Best Practice Guide – Anselm

Bull Extreme Computing at IT4Innovations / VSB

Roman Sliva

IT4Innovations / VSB – Technical University of Ostrava

Filip Stanek

IT4Innovations / VSB – Technical University of Ostrava

May 2013


1. Introduction

This Best Practice Guide is intended to help users to get the best productivity out of the PRACE Tier-1 Anselm system.

Anselm is x86-64 Intel based supercomputer of the Bull Extreme Computing bullx serie located in Czech Republic.

Anselm is the first system operated at IT4Innovations. The aim of IT4Innovations is to establish Czech national supercomputer center and to provide Tier 1 HPC services. Anselm is hosted at VSB – Technical University of Ostrava which is the principal partner of IT4Innovations.

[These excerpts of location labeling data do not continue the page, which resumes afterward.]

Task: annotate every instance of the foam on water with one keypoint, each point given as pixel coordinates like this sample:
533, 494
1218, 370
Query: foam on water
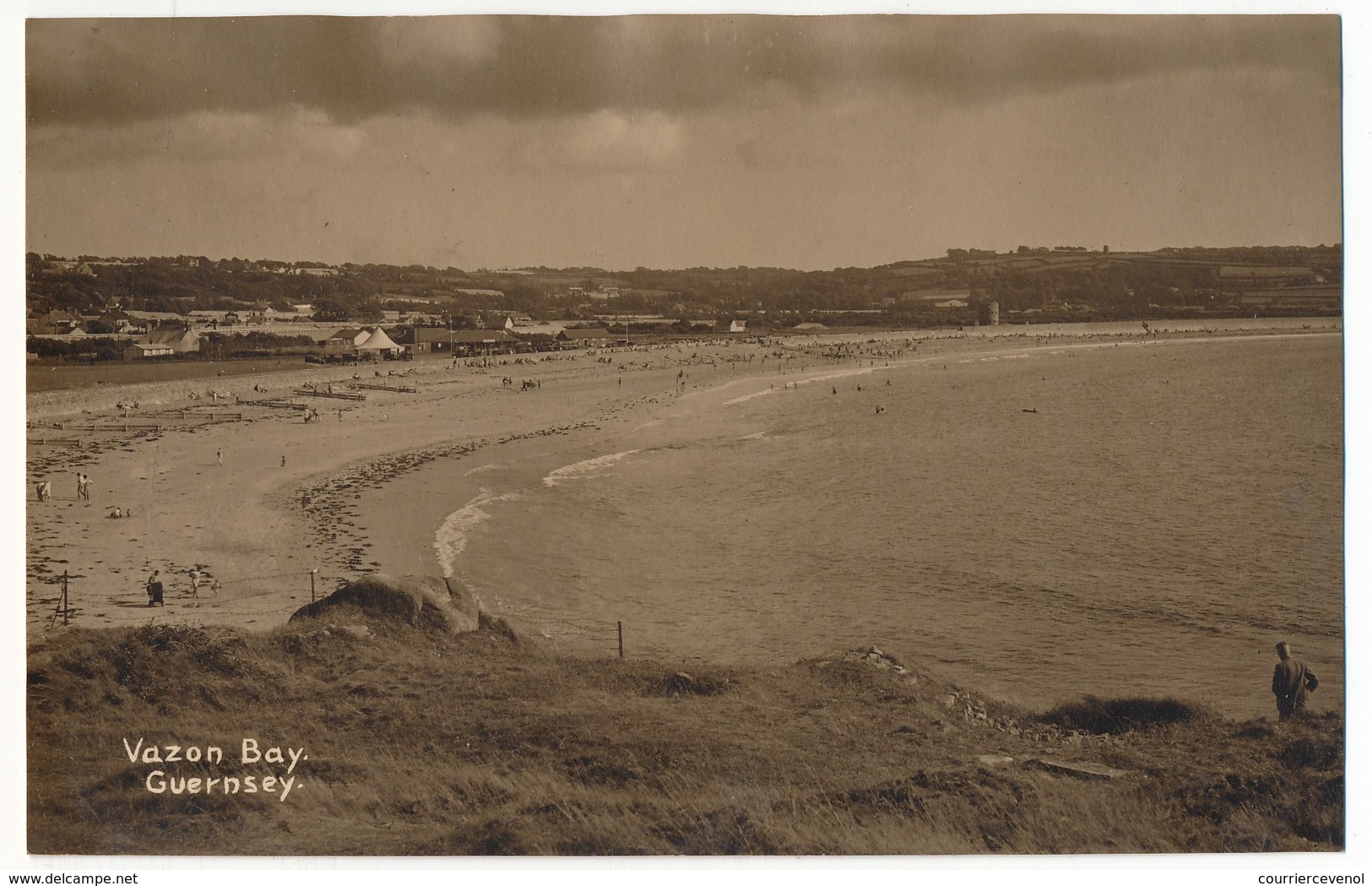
588, 468
1143, 532
452, 536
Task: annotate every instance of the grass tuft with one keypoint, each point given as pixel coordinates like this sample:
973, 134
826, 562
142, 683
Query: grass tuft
424, 742
1115, 716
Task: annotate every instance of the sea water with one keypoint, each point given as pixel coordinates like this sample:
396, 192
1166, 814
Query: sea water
1136, 519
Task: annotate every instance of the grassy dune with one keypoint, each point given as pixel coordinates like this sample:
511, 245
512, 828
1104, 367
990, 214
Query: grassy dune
485, 743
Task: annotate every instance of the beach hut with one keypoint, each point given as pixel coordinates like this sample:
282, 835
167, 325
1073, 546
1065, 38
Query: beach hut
377, 342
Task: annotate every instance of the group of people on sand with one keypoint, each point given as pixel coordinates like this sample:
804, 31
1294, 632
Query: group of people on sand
43, 488
155, 590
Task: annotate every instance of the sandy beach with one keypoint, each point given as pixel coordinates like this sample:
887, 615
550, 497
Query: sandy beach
291, 497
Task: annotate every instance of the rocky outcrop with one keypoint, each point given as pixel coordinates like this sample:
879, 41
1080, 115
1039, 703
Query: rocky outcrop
416, 598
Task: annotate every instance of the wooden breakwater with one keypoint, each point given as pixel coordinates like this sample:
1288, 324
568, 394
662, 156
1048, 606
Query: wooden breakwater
338, 395
399, 389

More information about IT4Innovations can be found on www.it4i.cz/en

More information about VSB – Technical University of Ostrava can be found on www.vsb.cz/en

2. System architecture and configuration

2.1. System configuration

Anselm is cluster of x86-64 Intel based nodes built on Bull Extreme Computing bullx technology with a total peak performance of 94.5 Tflop/s. The cluster contains four types of compute nodes:

  • Compute nodes without accelerator:
    • 180 nodes
    • 2880 cores
    • two Intel Sandy Bridge E5-2665, 8-core, 2.4GHz processors per node
    • 64 GB of physical memory per node
    • 55.2 Tflop/s
    • bullx B510 blade servers
  • Compute nodes with GPU accelerator:
    • 23 nodes
    • 368 cores
    • two Intel Sandy Bridge E5-2470, 8-core, 2.3GHz processors per node
    • 96 GB of physical memory per node
    • GPU accelerator 1x NVIDIA Tesla Kepler K20 per node
    • 33.6 Tflop/s
    • bullx B515 blade servers
  • Compute nodes with MIC accelerator:
    • 4 nodes
    • 64 cores
    • two Intel Sandy Bridge E5-2470, 8-core, 2.3GHz processors per node
    • 96 GB of physical memory per node
    • MIC accelerator 1x Intel Phi 5110P per node
    • 5.1 Tflop/s
    • bullx B515 blade servers
  • Fat compute nodes:
    • 2 nodes
    • 32 cores
    • 2 Intel Sandy Bridge E5-2665, 8-core, 2.4GHz processors per node
    • 512 GB of physical memory per node
    • two 128GB SLC SSD per node
    • 0.6 Tflop/s
    • bullx R423-E3 servers

In total, Anselm is composed of 209 compute nodes, 3344 CPU cores and 15.136TB RAM. Compute nodes with MIC accelerator and Fat compute nodes are not currently provided to PRACE users.

 

Figure 1. Anselm bullx B510 servers

 

Processor architecture

Anselm is equipped with Intel Sandy Bridge processors Intel Xeon E5-2665 (nodes without accelerator) and Intel Xeon E5-2470 (nodes with accelerator).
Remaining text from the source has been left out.